В это время вошел слуга и что-то тихо сказал регенту.
— Что-то случилось? — спросила Элен, которую пугало малейшее событие.
— Ничего, дитя мое, — ответил герцог, — просто мой секретарь хочет поговорить со мной по неотложным делам.
— Вы хотите, чтобы я оставила вас?
— Да, будьте добры, на минутку.
Элен ушла в свою комнату.
В то же мгновение дверь гостиной отворилась, и вошел запыхавшийся Дюбуа.
— Откуда тебя принесло, — спросил регент, — да еще в этом обмундировании?
— Черт побери! Откуда, откуда — из Бастилии, — ответил Дюбуа.
— Ну и как там наш узник?
— Что узник?
— Все ли приготовлено к венчанию?
— Да, все, монсеньер, совершенно все, вы только забыли назначить час.
— Ну хорошо, пусть будет завтра в восемь утра.
— В восемь утра… — пробормотал Дюбуа и принялся что то подсчитывать.
— Да, в восемь. Что ты считаешь?
— Считаю, где он будет.
— Кто?
— Да наш узник.
— Как наш узник?
— Да, завтра в восемь часов утра он будет в сорока льё от Парижа.

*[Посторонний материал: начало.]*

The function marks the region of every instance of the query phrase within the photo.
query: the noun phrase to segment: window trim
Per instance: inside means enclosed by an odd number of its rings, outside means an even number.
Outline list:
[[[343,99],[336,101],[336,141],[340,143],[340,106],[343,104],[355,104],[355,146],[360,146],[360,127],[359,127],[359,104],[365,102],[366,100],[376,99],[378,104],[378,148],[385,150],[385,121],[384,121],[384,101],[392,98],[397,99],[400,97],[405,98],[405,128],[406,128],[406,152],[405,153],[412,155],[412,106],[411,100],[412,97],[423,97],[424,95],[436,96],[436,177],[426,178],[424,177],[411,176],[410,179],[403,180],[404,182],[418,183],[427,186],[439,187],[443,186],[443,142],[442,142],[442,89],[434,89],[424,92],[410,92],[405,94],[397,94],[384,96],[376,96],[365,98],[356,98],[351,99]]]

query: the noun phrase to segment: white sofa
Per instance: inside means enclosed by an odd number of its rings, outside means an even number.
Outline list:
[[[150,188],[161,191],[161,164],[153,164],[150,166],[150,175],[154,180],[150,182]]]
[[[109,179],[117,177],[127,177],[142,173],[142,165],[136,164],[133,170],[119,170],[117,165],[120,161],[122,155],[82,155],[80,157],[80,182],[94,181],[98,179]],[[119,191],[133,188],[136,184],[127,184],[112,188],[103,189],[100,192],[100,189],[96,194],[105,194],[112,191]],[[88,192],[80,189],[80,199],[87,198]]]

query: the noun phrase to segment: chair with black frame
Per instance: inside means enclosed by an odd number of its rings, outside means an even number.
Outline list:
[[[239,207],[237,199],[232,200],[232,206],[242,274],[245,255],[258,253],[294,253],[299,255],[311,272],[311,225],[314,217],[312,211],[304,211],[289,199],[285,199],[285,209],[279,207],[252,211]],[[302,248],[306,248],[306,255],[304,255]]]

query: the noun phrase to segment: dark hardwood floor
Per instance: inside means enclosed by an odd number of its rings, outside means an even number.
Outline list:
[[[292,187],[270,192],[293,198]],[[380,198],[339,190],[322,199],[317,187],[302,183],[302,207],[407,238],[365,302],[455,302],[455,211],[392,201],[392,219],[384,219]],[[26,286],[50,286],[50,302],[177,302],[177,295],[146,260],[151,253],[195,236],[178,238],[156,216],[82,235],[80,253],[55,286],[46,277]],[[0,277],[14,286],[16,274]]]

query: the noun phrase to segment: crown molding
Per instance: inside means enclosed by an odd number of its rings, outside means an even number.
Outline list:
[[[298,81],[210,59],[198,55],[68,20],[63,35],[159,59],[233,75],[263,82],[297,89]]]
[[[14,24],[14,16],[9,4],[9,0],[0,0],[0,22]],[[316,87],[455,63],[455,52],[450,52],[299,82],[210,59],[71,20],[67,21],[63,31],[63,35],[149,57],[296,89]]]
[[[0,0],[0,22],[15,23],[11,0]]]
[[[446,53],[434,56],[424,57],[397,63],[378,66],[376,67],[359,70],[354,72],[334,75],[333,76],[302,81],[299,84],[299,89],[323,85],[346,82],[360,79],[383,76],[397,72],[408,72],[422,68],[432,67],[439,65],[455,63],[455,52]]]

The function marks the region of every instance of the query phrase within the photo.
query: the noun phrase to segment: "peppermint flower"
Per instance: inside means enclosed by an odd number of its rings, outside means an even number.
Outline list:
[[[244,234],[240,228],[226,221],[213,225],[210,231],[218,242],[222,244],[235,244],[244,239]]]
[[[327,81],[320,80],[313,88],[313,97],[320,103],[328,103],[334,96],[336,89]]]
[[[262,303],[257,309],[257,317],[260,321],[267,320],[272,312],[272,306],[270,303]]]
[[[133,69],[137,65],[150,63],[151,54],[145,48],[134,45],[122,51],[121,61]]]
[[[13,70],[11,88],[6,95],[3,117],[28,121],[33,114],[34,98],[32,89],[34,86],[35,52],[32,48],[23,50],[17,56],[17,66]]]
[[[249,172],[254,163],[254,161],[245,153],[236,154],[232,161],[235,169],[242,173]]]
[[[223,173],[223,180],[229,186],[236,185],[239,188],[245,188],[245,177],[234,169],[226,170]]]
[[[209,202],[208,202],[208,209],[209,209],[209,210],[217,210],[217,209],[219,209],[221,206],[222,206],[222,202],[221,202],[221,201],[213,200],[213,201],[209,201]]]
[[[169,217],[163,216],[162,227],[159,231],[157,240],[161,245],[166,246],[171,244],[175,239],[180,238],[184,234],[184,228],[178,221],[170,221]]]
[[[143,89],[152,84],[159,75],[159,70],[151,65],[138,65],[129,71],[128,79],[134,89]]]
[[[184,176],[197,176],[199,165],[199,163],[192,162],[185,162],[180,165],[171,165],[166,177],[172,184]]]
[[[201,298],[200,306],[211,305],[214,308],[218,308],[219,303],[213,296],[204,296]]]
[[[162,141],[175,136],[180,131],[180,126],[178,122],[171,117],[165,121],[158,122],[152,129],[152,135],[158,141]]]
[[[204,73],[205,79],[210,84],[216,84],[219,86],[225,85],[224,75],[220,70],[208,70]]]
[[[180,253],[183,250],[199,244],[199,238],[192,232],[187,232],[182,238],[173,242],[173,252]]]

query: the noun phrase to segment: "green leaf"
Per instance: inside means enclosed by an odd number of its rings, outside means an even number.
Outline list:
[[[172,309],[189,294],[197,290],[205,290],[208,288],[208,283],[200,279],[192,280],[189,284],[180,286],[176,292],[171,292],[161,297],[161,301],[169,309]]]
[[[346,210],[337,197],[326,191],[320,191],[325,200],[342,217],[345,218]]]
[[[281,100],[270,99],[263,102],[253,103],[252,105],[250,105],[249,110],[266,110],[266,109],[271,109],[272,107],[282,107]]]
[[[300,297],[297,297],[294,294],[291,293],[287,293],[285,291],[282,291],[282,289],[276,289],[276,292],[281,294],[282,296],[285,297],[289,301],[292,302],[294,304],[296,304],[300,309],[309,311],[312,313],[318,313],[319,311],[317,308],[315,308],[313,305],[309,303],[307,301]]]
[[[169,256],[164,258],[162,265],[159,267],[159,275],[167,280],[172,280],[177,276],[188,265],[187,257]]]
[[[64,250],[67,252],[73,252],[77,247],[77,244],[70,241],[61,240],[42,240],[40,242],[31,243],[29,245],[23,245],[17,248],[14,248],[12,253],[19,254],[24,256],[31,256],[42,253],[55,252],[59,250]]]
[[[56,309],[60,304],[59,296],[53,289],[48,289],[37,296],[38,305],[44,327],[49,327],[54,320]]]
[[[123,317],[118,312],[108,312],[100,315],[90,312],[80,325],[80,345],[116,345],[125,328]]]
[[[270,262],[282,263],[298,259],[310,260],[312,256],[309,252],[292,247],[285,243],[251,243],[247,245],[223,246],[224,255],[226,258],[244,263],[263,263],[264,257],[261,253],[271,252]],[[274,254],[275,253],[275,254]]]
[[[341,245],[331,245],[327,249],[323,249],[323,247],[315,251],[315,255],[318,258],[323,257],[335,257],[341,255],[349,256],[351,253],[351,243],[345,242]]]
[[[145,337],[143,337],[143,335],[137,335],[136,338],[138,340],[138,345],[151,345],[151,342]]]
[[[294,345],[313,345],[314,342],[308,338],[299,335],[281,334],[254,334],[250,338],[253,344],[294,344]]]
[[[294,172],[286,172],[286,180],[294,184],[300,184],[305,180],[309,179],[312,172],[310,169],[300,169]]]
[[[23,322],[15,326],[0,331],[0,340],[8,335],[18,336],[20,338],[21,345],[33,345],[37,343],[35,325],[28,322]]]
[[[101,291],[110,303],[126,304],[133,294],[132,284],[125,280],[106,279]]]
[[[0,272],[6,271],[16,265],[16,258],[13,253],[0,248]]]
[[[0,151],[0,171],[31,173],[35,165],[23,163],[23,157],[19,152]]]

— То есть как в сорока льё от Парижа?
— Ну, по крайней мере если едет с той же скоростью, с какой отправился в путь на моих глазах.
— Что ты говоришь?
— Я говорю, монсеньер, что для венчания не хватает только одного — жениха.
— Гастон?!
— Убежал из Бастилии полчаса тому назад.
— Ты лжешь, аббат, из Бастилии не убегают.
— Прошу прощения, монсеньер, приговоренный к смерти откуда хочешь сбежит.
— Он бежал, зная, что завтра должен обвенчаться с той, кого любит!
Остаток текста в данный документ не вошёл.